Message boards :
Number crunching :
Milkyway Nbody ST vs. MT: real benchmarking
Message board moderation
| Author | Message |
|---|---|
|
Send message Joined: 19 Jul 10 Posts: 812 Credit: 20,951,030 RAC: 6,123 |
As some of you might have read, I did in the past some comparisons between MT and ST tasks. However that was only based on the credits and I only compared 2-thread tasks vs. single thread tasks. So that was not very good comparison and after reading a lot about multithreading and cache sizes on PrimeGrid, I decided to make a real benchmark, in particular since I have seen, that compared to my wingmen, sometimes my computer needed ridiculously much CPU time for the same amount of work. So now I tried 7 threads per WU (I run 14 of 16 threads of my CPU for CPU crunching the other two are for feeding the iGPU) and run same WU while normal production in ST-mode and than I changed my settings to 7 threads per WU, set up a 2nd instance of BOINC and run there the same WU there in 7-thread-mode together with another 7-thread-WU and one GPU-WU from Einstein in the first instance of BOINC. The WU I have used is de_nbody_orbit_fitting_10_01_2025_v193_OCS_lmc_pm__data__02_1758550502_1411512.
run time CPU time
ST 11214 s 11205 s
MT (1) 387 s 2038 s
MT (2) 391 s 2046 s
So there's a huge difference in the CPU time required, which means we have here same cache effects as on PrimeGrid, we just don't know how much cache is needed per WU. Also the runtime of Einstein on the iGPU went down from about 18.5k seconds to around 15.9k.

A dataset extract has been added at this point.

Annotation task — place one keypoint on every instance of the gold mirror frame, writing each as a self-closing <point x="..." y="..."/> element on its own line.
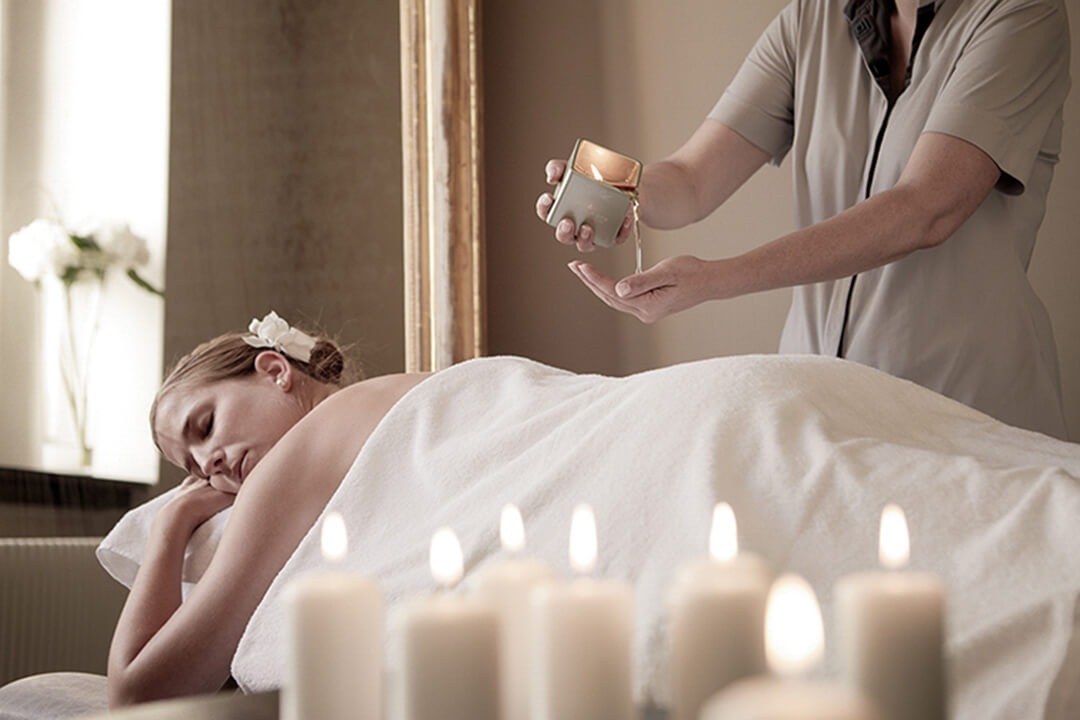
<point x="442" y="182"/>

In case someone wants to do some benchmarks on his computer, this is the WU (I added a number at the end to have several copies for testing and extended the deadline):
<workunit>
<name>de_nbody_orbit_fitting_10_01_2025_v193_OCS_lmc_pm__data__02_1758550502_1411512_01</name>
<app_name>milkyway_nbody_orbit_fitting</app_name>
<version_num>193</version_num>
<rsc_fpops_est>40006000000000.000000</rsc_fpops_est>
<rsc_fpops_bound>400060000000000000.000000</rsc_fpops_bound>
<rsc_memory_bound>500000000.000000</rsc_memory_bound>
<rsc_disk_bound>104858000.000000</rsc_disk_bound>
<command_line>
-f nbody_parameters.lua -h histogram.txt --seed 156791432 -np 12 -p 3.45074 1 0.339685 0.446913 27.1153 0.706509 41.902 21.1847 -2.65629 -6.82502 -46.1851 95741.7
</command_line>
<file_ref>
<file_name>EMD_v193_OCS_orbit_fitting_lmc_pm_old_eps2.lua</file_name>
<open_name>nbody_parameters.lua</open_name>
</file_ref>
<file_ref>
<file_name>OCS_data_2025_pm.hist</file_name>
<open_name>histogram.txt</open_name>
</file_ref>
</workunit>
<result>
<name>de_nbody_orbit_fitting_10_01_2025_v193_OCS_lmc_pm__data__02_1758550502_1411512_01_0</name>
<final_cpu_time>0.000000</final_cpu_time>
<final_elapsed_time>0.000000</final_elapsed_time>
<exit_status>0</exit_status>
<state>2</state>
<platform>windows_x86_64</platform>
<version_num>193</version_num>
<plan_class>mt</plan_class>
<suspended_via_gui/>
<wu_name>de_nbody_orbit_fitting_10_01_2025_v193_OCS_lmc_pm__data__02_1758550502_1411512_01</wu_name>
<report_deadline>1792749848.000000</report_deadline>
<received_time>1760283432.046444</received_time>
</result>I'll do some more tests when I have time, i have saved some other WUs in the past, but they were for older application versions, no idea if they will work on the current one. But I think it's pretty obvious, that one thread per task isn't optimal as I have thought after my simple comparison in the past.
|
|
Send message Joined: 19 Jul 10 Posts: 812 Credit: 20,951,030 RAC: 6,123 |
Now I tried all 14 threads for one WU, that's worse than 2x 7-thread WUs. WU: de_nbody_orbit_fitting_10_01_2025_v193_OCS_lmc_pm__data__02_1758550502_1411512 Application version: 1.93
Threads run time CPU time WU/day on 14 threads
ST 1 11214.xx s 11205.xx s 107.8
MT 7 386.65 s 2038.38 s 446.5
MT 7 390.82 s 2046.41 s 442.1
MT 14 213.93 s 1990.48 s 403.9
So crunching this particular WU on half of the available threads instead of just one increases production by a factor of 4.12. Didn't expect that after my previous tests and in particular not such a huge difference between ST an MT.
|
|
Send message Joined: 19 Jul 10 Posts: 812 Credit: 20,951,030 RAC: 6,123 |
Final test was with 3 5-thread WUs, so running on 15 threads. WU: de_nbody_orbit_fitting_10_01_2025_v193_OCS_lmc_pm__data__02_1758550502_1411512 Application version: 1.93
Threads run time CPU time WU/day on 14 threads
ST 1 11214.xx s 11205.xx s 107.8
MT 5 613.07 s 2350.41 s 422.8 (15 threads)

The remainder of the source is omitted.